Introducing Chrome Hang Reporting and the Symbolication Server

The Hang Reporter is a new Firefox feature that reports transient main thread hangs to Telemetry. It relies on the existing hang monitor thread to detect when the main thread has not processed any new events in the last X seconds. If it detects a hang, it will suspend the main thread to walk its call stack for PCs and to gather version and address information about the modules loaded in process memory. This data along with the hang’s duration is reported to Telemetry, assuming the user has opted in to submitting performance data. This Telemetry hang information will help us identify and reduce common causes of browser “stalls”. In the interest of saving Telemetry bandwdith, only the information about the modules in memory directly involved in chrome hangs is reported + the memory maps in each hang report are a diff against the memory map in the first hang report of the session.

Currently, the Hang Reporter is only active on Windows Nightly builds from the Profiling branch because it relies on having Firefox compiled with frame pointers to unwind the call stacks. The Hang Reporter functionality is #ifdef’d out on regular release builds.
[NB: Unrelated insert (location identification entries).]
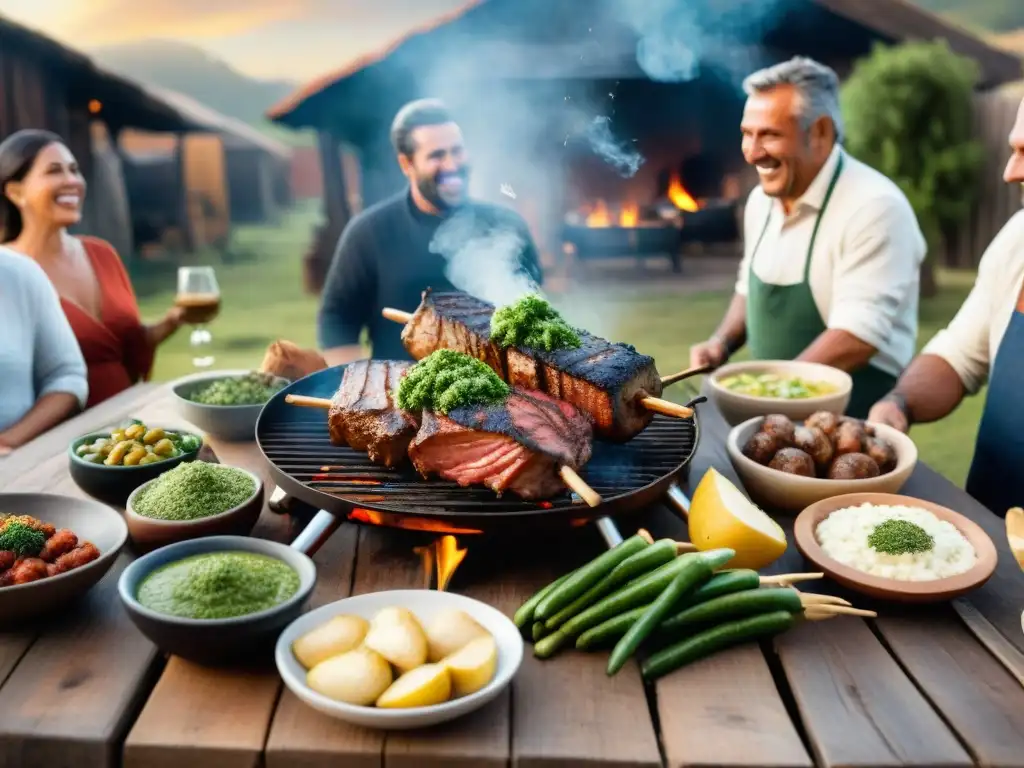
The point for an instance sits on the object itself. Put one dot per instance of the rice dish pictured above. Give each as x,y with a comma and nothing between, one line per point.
906,544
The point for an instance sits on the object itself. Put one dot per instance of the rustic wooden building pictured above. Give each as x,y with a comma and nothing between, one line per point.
46,85
515,71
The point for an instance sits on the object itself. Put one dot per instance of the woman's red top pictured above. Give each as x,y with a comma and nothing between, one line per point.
116,347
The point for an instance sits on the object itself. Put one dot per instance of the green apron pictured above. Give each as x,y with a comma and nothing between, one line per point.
783,321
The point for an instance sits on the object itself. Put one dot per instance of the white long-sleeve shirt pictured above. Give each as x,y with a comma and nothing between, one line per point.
39,353
866,269
971,340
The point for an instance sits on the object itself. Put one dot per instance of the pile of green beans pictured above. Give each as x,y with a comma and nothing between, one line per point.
642,596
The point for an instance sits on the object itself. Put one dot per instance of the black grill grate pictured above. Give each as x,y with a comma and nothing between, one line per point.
296,442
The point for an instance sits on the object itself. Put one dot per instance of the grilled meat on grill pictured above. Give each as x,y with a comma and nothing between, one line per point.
364,415
519,445
603,380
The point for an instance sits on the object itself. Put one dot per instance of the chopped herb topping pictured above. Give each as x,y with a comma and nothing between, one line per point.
531,323
445,380
22,539
896,537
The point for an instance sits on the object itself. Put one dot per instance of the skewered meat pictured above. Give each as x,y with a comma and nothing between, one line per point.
364,416
604,380
518,446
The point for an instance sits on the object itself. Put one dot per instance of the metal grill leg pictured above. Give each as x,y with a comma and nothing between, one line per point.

The default minimum interval for capturing a hang is 10 seconds, but the value can be changed via the “hangmonitor.timeout” config preference.

This next bit of functionality is not quite ready for prime time, but you can examine your own browser’s hang reports locally by installing this custom version of the about:telemetry extension that adds a “Main Thread Hangs” section to the about:telemetry page and a button for causing hangs at will for testing.  You have to use either a local debug build of Firefox with symbols or a Nightly Profiling build to see the hang reports.

The hang reports contain raw PCs from the hung stack and a list of the modules involved:

Main Thread Hangs:

Hang report #1 (1 seconds):

Stack: 0x6027b8df 0x6027b897 0x602ce2b7 0x602cf482 0x602d2a7a 0x602d24c1 0x1d6cef50

Memory map:

Hang report #2 (8 seconds):

Stack: 0x75b9f5be 0x10e9051d 0x10e90928 0x112441a6 0x111cb534 0x11018c6f 0x112a4f4e 0x112a4e72 0x112a4d7d 0x10e905b0 0x10e33907 0x10b59f4a 0xf884cac 0x12324ac 0x1231d26 0x1231319 0x1237cf8 0x1237b3f 0x74cf339a 0x775d9ef2 0x775d9ec5

Memory map:

Pending security & privacy review, a symbolication server will eventually be available publicly to symbolicate these hang reports for about:telemetry users. This symbolication server will also be used by the SPS profiler. If you are a developer comfortable with Firefox development and you feel like killing a bit of time :), you can already symbolicate the Firefox portions of these hang reports by running our new Snappy Symbolication Server locally (available on Github). You will need to run the server locally on port 8000 with the config file pointing to your local .sym symbol files. You can generate these .sym files by running “make buildsymbols” from the object directory of your local build. You can then use the “Symbolicate Stacks” functionality in the about:telemetry page.

I don’t expect many any people to go through the trouble of setting all this up :), but the Hang Reporter really does become informative to use after configuring the hang interval to its minimum (1 second) and observing how often and why the browser hangs during regular browsing.

EDIT: Further instructions on setting up the Snappy Symbolication Server can be found here.

5 Responses to Introducing Chrome Hang Reporting and the Symbolication Server

  1. Archaeopteryx

    Will the hang reports also contain information about a JavaScript being busy or something similar? This sounds useful (and in my humble opinion the busy script warnings for chrome files in the application should be turned off).

    By the way, Firefox 12 Beta is a lot snappier than Firefox 10 an its predecessors. I thank all the people who made this happen.

  2. I’m just unsure why we re-invent the wheel there and do stuff again that the crash&hang reporting system already does.

  3. Pingback: Snappy, March 22nd | Lawrence Mandel

  4. I’m confused.
    You said it “really does become informative to use” when setting the interval to 1 second, so why is the default 10 seconds?
    When I first read that it was 10 I was thinking that that’s only going to catch the very worst stuff – not a lot.

  5. Peter Bright

    Can’t you just ship PDBs so that I can walk the stack even on a release build with FPO enabled?